I won’t even go into how I got into this, but it started with talking about a chicken’s eyes. Then looking at chickens online. (Hey, like you don’t look at stuff on line. First stone, buddy, first stone.) Of course, I didn’t need to look at chickens. I grew up with them (around. I mean, I wasn’t literally in the hen house.) But the kids didn’t and I wanted to show them the expression in chicken’s eyes.
Why, you ask? Oh, surely you can understand. If you’ve ever looked into a chicken’s eyes, you surely have a clue what is happening there. It’s as though every t-rex in the world is being reincarnated as a chicken over and over again.
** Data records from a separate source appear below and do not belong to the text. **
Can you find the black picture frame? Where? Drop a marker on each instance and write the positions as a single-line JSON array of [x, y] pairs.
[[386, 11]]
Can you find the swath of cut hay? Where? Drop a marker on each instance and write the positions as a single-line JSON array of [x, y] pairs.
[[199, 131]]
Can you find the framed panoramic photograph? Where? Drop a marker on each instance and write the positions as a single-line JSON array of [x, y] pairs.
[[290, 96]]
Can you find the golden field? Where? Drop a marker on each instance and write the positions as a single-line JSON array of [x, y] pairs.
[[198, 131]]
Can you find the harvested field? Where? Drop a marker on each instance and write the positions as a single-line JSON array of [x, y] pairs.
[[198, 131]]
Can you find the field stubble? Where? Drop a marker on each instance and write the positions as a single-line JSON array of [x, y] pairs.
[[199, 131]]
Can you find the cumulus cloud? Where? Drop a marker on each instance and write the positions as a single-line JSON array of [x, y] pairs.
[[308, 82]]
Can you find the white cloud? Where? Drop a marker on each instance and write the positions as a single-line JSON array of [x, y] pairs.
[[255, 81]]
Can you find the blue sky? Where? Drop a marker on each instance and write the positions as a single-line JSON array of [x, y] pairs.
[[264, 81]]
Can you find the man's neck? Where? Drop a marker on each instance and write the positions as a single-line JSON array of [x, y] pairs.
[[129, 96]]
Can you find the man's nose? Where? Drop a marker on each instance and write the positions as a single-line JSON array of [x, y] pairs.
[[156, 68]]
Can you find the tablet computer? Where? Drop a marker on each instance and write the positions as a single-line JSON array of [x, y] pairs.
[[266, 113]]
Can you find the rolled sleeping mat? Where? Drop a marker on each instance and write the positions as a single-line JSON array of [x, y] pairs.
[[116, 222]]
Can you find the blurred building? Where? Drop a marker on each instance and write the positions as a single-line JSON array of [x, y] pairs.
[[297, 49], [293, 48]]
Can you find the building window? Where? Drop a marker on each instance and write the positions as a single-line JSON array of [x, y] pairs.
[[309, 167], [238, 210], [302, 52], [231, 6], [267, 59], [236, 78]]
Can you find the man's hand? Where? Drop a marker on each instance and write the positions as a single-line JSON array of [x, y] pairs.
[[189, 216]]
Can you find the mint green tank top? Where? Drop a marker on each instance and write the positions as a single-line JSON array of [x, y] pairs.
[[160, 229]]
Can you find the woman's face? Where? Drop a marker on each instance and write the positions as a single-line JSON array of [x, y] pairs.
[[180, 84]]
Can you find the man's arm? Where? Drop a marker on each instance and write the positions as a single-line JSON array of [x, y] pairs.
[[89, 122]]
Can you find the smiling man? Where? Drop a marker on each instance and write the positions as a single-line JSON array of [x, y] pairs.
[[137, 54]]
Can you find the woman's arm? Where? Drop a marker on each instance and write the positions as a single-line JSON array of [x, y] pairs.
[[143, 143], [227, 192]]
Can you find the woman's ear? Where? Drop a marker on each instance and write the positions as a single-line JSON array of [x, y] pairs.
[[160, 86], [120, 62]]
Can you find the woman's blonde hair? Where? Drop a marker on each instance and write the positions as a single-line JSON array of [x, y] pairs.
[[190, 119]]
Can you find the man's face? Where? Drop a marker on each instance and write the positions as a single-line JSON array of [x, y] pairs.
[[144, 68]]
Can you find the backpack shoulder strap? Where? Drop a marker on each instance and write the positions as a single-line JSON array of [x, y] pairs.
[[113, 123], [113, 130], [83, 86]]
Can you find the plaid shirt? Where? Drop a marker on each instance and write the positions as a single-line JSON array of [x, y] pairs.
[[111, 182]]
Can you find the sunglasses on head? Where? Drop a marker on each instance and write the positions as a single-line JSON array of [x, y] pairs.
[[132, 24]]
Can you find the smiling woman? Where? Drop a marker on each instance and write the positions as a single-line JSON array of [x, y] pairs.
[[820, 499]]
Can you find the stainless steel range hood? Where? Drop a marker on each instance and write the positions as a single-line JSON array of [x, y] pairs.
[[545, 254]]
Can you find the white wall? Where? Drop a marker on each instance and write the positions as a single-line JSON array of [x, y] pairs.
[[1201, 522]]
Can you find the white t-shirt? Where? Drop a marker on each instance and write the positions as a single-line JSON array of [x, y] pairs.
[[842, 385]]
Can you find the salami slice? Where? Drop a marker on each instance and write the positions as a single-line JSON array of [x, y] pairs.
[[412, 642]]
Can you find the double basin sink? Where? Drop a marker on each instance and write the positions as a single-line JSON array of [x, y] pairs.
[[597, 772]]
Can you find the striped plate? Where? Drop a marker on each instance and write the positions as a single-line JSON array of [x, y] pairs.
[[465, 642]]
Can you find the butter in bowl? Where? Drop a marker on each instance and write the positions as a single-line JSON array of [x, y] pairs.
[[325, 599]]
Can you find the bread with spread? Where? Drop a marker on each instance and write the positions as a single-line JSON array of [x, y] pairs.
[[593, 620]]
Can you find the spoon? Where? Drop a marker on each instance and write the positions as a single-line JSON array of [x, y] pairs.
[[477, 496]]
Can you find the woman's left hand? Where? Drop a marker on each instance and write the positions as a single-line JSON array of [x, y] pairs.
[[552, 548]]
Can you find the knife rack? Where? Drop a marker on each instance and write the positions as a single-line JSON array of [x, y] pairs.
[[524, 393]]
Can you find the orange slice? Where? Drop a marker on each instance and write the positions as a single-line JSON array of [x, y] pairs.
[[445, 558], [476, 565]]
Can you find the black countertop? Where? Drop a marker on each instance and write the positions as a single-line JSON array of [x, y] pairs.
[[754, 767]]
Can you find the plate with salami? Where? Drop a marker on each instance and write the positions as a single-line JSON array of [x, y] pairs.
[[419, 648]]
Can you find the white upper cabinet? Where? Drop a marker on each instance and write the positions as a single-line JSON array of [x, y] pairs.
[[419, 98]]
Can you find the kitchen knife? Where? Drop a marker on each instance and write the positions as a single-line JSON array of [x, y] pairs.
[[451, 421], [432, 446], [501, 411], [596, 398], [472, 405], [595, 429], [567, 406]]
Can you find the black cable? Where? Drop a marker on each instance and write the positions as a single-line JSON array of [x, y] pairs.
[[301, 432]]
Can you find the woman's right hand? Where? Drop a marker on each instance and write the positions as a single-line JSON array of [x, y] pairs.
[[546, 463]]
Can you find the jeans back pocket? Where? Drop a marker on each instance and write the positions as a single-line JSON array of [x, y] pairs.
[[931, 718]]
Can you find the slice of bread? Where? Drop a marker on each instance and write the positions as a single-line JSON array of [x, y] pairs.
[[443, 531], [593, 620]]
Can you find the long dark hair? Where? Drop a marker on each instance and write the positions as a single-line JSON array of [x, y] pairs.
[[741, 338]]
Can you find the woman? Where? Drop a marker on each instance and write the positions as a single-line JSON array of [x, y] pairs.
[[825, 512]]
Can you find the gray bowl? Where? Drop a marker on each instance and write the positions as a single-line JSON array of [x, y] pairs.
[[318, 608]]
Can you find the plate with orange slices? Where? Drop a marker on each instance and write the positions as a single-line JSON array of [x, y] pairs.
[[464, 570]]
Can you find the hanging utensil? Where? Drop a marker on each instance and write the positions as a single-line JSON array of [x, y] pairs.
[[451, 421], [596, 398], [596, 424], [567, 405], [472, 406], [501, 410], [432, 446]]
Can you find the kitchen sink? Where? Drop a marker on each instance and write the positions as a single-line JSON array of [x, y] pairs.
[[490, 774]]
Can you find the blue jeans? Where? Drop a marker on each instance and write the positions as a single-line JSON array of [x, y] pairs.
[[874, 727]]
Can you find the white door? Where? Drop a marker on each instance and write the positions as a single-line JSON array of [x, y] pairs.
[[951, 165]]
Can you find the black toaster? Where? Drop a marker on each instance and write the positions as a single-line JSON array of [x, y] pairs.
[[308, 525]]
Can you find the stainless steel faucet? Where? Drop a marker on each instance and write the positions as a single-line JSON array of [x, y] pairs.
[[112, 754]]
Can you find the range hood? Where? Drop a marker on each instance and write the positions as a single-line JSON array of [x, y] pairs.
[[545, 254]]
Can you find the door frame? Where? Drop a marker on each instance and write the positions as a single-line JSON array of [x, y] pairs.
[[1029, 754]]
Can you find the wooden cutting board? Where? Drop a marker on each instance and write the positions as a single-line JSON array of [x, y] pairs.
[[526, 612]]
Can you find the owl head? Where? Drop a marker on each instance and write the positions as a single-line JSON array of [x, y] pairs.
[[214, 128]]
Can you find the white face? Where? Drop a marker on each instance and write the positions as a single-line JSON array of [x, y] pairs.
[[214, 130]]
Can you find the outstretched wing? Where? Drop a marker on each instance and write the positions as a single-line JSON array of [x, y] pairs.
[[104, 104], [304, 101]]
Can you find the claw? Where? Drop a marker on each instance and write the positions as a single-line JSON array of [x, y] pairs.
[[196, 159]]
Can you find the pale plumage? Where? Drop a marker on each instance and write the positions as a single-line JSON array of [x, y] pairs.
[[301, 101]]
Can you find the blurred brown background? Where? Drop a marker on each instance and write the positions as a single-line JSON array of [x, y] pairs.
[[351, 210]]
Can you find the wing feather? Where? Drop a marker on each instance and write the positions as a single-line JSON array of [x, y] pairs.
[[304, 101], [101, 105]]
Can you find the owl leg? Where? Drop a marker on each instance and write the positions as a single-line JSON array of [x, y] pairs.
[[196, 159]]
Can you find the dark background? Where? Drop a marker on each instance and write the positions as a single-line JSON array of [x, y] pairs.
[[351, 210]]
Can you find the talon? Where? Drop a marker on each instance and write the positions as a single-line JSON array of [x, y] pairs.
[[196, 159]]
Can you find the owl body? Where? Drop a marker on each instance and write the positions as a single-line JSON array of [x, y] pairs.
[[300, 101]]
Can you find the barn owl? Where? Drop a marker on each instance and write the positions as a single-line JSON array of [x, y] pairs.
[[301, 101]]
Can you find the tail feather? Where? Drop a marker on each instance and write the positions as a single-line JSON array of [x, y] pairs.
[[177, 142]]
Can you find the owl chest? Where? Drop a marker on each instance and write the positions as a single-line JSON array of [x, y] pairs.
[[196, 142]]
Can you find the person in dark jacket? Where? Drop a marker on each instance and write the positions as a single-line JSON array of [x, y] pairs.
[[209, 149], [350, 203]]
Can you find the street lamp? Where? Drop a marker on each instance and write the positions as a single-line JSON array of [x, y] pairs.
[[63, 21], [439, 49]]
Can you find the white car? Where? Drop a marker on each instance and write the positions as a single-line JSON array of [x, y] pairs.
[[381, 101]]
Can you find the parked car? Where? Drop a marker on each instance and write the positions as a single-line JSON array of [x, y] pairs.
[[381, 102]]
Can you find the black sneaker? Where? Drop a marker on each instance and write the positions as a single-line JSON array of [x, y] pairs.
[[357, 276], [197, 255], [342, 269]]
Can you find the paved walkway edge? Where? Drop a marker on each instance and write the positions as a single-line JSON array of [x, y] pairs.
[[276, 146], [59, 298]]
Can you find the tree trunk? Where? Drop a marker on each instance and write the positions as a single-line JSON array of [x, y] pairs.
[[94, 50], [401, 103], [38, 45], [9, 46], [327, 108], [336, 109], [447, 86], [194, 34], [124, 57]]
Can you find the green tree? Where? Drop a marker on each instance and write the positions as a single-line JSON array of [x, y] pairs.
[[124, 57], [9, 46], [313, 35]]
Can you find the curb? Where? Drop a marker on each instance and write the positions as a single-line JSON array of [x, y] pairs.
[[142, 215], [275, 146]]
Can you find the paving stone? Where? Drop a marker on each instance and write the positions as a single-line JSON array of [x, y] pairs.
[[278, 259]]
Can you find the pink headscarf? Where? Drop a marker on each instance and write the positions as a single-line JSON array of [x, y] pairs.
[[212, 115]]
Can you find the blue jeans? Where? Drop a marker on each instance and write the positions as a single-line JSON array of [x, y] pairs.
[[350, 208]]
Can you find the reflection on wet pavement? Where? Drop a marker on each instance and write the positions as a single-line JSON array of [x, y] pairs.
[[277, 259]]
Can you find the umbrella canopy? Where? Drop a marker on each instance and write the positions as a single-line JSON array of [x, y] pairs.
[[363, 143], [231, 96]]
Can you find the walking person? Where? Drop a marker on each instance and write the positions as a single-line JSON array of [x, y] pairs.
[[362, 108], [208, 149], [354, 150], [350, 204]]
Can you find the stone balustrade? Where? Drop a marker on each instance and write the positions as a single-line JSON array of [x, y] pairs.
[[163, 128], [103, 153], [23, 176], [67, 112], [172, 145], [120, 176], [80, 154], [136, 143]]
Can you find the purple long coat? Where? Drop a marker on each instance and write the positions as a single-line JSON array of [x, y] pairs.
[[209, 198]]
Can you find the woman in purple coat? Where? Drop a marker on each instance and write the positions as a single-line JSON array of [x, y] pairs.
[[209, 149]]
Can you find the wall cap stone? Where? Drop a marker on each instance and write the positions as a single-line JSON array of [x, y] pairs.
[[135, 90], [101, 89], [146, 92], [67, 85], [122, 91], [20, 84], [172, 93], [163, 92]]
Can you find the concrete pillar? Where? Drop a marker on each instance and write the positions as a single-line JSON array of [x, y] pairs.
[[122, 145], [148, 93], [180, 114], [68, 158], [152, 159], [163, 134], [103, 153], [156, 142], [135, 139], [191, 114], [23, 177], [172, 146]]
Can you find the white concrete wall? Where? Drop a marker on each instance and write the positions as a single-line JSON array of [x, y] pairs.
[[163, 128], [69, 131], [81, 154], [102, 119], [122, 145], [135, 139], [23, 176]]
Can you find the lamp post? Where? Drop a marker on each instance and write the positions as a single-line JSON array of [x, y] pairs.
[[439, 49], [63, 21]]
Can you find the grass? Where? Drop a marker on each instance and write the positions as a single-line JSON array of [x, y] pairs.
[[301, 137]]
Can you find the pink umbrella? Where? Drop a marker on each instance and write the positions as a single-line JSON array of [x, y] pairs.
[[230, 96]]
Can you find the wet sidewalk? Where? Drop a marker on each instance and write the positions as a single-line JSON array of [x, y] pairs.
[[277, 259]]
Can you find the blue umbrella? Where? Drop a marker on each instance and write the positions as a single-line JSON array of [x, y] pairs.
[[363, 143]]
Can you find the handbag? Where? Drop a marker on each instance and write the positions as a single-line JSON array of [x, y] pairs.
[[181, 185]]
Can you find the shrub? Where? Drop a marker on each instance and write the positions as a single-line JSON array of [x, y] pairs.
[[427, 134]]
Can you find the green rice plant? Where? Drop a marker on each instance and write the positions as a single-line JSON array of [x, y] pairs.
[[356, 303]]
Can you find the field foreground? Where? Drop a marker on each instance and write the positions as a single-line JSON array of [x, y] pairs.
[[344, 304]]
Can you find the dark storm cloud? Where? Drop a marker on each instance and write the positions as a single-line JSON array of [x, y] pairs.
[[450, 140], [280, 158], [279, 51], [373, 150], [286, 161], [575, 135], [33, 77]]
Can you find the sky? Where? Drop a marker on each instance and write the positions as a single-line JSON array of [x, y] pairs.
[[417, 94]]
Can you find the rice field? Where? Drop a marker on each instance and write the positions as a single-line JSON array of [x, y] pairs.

In my head, this is what happens when one of us looks into a chicken’s eyes:
H (for human): mmmm fryer!
C (for chicken): Hey, hey, something is very wrong here!
H: Chicken soup!
C: I used to be much larger than your puny ancestors. They got caught in my teeth.
H: Chicken casserole!
C:In my dreams I still am. I stalk the world and your kind cowers.
C: Do you mind just lying down and letting me peck you to death? Shouldn’t take more than two hours, and it would do wonders for my self esteem.
C: Not even for therapy? You mean, evil, cold b*stard. In my dreams I’m crunching you right now…
H:Chicken soup will make you feel better.